La SARL Cebat, à qui incombe la charge probatoire ne démontre pas que lorsque l’intimée s’est engagée à prendre en charge la plus value de l’ossature réglable, elle a eu connaissance et a accepté les conditions qu’elle lui oppose présentement.
En outre, le devis annexé au courriel du 19 octobre 2017 ne fait pas référence aux conditions figurant sur la facture litigieuse.
Les conditions en question ne sauraient donc avoir acquis une valeur contractuelle et sont inopposables à la SAS [N].
Par conséquent, il convient, en infirmation du jugement déféré, de’rejeter les demandes de la SARL Cebat relatives à l’application d’un taux légal majoré de 50% à compter du 31 août 2017, et à l’indemnité forfaitaire de recouvrement prévue à l’article L. 441-6 I alinéa 12 ancien du code de commerce.
Sur les demandes accessoires,
Eu égard à la solution du présent litige, il y a lieu de confirmer les dispositions du jugement relatives aux frais irrépétibles et aux dépens de première instance.
Succombant largement en son appel, la SAS [N] sera condamnée aux dépens d’appel.

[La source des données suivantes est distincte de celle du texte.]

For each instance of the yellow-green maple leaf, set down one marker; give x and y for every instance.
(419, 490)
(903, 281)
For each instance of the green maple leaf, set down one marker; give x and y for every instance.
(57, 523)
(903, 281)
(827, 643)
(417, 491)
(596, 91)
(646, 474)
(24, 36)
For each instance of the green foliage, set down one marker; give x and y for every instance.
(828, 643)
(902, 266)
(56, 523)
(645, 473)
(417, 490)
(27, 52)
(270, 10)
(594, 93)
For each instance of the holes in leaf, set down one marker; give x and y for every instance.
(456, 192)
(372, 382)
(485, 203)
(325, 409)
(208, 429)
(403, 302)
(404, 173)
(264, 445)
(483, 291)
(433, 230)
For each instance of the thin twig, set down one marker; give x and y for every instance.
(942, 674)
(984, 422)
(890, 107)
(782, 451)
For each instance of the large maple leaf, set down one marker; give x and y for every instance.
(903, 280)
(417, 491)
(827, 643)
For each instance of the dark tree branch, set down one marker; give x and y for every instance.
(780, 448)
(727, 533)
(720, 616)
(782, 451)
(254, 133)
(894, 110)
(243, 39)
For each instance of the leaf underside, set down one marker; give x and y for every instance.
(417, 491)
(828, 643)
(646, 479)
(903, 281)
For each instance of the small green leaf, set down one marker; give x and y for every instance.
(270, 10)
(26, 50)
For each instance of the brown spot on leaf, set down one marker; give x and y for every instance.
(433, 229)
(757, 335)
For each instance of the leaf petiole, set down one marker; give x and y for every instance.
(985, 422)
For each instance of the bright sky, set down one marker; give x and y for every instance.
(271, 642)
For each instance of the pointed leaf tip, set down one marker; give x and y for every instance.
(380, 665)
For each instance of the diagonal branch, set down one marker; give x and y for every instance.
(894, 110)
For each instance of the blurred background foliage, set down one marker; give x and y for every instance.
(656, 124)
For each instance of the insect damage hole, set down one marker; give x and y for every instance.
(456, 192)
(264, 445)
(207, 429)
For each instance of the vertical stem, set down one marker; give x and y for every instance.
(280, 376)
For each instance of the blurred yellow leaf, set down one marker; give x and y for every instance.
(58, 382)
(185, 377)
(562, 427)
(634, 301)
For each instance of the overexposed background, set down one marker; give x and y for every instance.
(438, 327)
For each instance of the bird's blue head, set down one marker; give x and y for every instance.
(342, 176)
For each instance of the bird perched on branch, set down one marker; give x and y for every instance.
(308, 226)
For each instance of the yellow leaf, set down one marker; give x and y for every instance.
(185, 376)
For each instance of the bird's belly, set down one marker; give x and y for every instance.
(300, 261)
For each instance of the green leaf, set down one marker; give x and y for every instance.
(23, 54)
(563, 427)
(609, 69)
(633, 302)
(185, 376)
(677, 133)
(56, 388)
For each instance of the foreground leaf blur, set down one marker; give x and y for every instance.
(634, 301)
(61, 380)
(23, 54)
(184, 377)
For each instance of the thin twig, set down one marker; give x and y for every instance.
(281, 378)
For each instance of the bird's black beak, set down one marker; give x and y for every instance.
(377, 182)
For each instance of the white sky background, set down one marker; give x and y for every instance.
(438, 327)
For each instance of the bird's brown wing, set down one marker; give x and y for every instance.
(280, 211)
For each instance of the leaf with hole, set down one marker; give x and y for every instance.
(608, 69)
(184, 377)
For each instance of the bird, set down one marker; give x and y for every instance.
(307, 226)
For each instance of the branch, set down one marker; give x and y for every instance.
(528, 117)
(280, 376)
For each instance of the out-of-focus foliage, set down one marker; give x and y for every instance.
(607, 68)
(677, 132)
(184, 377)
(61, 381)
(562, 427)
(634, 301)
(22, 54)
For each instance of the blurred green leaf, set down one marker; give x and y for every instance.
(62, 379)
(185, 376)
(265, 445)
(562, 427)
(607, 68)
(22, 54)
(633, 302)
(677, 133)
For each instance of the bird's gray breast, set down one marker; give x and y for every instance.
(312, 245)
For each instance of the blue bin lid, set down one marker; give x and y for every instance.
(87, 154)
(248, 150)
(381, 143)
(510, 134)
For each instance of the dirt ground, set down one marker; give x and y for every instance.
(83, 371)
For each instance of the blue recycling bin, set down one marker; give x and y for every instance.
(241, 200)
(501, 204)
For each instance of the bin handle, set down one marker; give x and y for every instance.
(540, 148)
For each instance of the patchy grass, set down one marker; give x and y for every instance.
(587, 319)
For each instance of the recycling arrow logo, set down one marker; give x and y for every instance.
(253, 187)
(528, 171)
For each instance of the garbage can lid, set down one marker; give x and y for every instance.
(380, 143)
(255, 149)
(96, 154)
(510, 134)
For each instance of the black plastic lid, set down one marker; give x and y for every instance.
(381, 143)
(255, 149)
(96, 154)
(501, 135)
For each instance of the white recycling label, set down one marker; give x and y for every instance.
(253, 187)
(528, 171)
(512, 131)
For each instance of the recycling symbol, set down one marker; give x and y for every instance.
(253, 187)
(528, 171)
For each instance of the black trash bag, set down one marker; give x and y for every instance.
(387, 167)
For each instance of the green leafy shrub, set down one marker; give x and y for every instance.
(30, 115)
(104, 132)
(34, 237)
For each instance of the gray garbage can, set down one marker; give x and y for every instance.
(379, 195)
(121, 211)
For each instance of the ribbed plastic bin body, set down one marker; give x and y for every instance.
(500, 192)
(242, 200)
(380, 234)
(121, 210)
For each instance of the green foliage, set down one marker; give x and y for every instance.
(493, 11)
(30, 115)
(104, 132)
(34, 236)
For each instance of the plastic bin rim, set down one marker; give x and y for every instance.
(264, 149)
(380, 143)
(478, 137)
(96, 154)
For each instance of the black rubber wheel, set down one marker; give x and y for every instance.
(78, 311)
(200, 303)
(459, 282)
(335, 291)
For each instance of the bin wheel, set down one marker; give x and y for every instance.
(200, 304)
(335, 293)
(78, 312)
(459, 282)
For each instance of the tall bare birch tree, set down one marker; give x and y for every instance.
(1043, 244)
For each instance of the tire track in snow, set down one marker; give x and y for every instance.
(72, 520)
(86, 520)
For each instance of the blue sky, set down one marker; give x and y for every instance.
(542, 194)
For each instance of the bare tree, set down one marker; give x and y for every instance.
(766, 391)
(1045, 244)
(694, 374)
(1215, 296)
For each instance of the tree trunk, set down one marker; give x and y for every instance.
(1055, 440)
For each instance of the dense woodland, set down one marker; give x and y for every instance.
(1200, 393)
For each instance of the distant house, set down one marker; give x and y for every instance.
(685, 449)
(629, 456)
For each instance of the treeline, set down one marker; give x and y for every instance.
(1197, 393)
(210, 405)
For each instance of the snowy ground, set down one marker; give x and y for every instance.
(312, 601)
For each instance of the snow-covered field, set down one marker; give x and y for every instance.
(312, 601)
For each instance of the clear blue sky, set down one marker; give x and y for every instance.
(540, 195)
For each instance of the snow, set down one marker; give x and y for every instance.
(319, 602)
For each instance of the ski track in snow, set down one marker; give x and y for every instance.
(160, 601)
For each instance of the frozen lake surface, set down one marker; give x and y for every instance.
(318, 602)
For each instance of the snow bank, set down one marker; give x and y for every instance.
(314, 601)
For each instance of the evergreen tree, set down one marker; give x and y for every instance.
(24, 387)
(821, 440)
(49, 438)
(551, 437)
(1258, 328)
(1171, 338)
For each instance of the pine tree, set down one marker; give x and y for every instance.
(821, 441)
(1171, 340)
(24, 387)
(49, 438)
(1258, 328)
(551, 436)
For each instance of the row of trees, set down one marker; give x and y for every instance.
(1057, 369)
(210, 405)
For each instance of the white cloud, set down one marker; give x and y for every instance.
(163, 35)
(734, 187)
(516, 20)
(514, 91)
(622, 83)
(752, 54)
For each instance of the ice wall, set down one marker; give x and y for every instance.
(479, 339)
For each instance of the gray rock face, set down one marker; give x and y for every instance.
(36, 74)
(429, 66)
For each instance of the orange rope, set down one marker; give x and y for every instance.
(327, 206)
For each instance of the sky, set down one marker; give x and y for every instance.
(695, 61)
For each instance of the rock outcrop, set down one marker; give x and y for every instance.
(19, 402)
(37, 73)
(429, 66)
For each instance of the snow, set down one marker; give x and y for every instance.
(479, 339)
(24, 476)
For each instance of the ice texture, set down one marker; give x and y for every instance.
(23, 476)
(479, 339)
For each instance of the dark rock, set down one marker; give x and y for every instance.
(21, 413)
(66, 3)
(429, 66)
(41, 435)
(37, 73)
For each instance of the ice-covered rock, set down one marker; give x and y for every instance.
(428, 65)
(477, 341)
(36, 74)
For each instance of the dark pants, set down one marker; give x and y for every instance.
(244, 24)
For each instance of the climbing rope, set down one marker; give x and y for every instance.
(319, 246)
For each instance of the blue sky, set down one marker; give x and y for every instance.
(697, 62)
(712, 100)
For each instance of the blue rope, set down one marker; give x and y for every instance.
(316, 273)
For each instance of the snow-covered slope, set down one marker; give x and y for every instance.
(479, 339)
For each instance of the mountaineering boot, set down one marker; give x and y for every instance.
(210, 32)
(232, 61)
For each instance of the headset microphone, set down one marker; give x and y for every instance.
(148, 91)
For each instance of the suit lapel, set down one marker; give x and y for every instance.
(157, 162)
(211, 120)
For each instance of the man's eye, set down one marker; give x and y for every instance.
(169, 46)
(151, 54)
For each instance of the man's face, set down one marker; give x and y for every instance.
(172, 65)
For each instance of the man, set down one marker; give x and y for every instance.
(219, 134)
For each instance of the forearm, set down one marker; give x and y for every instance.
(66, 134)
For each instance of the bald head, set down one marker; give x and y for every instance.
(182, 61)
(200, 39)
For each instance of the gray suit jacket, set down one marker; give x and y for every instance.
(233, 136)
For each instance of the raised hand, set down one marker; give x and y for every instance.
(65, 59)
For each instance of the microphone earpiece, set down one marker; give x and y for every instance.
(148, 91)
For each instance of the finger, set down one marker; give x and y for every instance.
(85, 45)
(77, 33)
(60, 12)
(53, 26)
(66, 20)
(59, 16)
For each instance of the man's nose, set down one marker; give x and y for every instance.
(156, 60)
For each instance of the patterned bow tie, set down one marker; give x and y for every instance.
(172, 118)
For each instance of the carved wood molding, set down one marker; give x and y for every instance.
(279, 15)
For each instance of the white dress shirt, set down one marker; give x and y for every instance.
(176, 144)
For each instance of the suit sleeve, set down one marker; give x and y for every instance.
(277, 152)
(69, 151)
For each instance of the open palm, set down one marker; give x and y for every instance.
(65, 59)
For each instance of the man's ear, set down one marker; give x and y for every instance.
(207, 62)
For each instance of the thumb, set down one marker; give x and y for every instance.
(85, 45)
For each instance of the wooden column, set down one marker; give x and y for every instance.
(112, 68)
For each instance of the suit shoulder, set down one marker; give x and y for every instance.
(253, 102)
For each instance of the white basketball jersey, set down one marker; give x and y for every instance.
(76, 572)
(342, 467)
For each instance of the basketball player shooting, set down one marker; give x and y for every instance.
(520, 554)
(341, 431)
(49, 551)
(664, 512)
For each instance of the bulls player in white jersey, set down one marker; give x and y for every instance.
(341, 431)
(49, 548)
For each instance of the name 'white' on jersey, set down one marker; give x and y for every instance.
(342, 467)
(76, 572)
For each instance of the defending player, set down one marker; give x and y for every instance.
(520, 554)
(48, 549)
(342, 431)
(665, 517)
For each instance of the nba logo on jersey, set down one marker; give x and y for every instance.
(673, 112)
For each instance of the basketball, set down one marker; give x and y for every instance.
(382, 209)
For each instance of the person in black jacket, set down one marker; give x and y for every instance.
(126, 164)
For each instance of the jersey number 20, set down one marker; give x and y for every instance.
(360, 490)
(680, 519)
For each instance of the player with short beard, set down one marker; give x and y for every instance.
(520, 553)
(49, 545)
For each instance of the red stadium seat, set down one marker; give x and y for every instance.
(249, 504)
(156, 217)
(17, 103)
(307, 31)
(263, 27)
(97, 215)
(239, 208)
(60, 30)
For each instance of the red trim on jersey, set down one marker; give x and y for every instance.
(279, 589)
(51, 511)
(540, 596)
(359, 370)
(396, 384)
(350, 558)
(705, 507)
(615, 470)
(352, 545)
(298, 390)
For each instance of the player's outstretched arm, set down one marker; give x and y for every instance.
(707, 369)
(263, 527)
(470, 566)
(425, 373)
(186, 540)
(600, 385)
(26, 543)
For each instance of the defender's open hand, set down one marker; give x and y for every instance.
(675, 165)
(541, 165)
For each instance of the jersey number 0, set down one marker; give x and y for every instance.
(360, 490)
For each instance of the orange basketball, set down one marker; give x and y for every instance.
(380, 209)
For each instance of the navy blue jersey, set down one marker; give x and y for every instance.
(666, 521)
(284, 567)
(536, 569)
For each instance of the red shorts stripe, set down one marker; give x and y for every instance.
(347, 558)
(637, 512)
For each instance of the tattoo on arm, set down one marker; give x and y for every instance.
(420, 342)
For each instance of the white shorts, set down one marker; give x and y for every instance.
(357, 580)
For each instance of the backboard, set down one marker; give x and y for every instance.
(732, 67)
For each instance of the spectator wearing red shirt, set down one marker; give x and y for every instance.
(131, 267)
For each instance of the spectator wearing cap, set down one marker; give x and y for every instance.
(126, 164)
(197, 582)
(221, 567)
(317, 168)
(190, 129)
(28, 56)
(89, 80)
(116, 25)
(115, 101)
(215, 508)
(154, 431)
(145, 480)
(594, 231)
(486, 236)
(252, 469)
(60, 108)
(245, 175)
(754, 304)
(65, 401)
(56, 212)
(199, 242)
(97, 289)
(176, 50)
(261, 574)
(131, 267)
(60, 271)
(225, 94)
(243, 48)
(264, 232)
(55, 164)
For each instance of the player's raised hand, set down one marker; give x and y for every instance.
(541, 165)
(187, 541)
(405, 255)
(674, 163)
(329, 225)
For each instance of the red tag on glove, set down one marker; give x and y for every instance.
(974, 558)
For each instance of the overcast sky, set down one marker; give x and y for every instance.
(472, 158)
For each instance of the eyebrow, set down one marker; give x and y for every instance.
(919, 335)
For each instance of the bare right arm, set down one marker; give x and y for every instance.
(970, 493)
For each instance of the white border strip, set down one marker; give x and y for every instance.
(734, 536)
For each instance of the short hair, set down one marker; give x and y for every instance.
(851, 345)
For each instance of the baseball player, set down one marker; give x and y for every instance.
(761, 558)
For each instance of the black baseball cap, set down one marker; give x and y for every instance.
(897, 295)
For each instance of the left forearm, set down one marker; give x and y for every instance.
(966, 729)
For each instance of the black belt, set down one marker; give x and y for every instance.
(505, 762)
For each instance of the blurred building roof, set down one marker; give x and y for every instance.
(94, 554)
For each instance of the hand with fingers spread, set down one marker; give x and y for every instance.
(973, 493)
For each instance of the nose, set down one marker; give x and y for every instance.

Il n’apparaît pas inéquitable de la condamner en sus à verser à la SARL Cebat une somme de 2 000 euros au titre de l’article 700 du code de procédure civile.
PAR CES MOTIFS :
la cour, statuant par arrêt contradictoire, par mise à disposition au greffe,
— infirme le jugement rendu le 23 septembre 2020 par le tribunal de commerce de Laval en toutes ses dispositions;
statuant à nouveau,
— condamne la SAS [N] à payer la SARL Cebat la somme de 8'000 euros HT,
— déboute la SARL Cebat de sa demande d’assortir la condamnation de la SAS [N] au paiement de la somme de 38 400 euros TTC au titre du règlement de la facture n°21160 de l’intérêt au taux légal majoré de 50% à compter du 31 août 32017 jusqu’à parfait paiement,
— déboute la SARL Cebat de sa demande au titre de l’indemnité forfaitaire de recouvrement,
— condamne la SAS [N] aux dépens d’appel,
— condamne la SAS [N] à payer à la SARL Cebat une somme de 2 000 euros sur le fondement de l’article 700 du code de procédure civile.